Great Score at the Flea Market!!
I scored big time today! This afternoon my husband and I went to the local flea market where I found something I needed…….another pressure cooker. Guess how much I paid? A mere $2! It works wonderfully. Bought it from a lady who was afraid of it. A hot water bath canner is fine for jams or jellies, but for pickles, pickled beets, or any other vegetables, including spaghetti sauce you need a pressure cooker.
Now, I know they are scary and making an awful hissing noise but they are a “must have” when canning anything other than jam/jelly. I follow a pretty clear formula when canning:
1. Put the jars on the canner pedestal in the pressure cooker.

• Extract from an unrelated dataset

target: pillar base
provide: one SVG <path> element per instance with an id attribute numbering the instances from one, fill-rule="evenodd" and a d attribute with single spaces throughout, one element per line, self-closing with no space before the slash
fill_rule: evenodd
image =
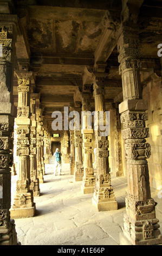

2. Pour boiling water into the canner. You do not have to cover the tops of jars as you do in a water bath canner.
3. Put on lid with out the top finial and turn on the fire/element.
4. When the steam has come out of the top for about 5 minutes, put the finial on and process pints for 20 minutes or quart jars for 25 minutes.
5. Turn off the fire and LEAVE IT ALONE UNTIL IT IS COOL!
6. Once the pot has cooled completely, release the latch or lock and use a canning lifter to take out the jars. The will probably still be warm so sit each jar on a towel on the counter until the next day.
So, there you have it. Pressure Cookers 101. If you purchase a new one you will have some kind of instructions, or you can look online.
If you can vegetables or pickle anything, please use a pressure cooker! Botulism is a terrible thing! As always: When in doubt, throw it out!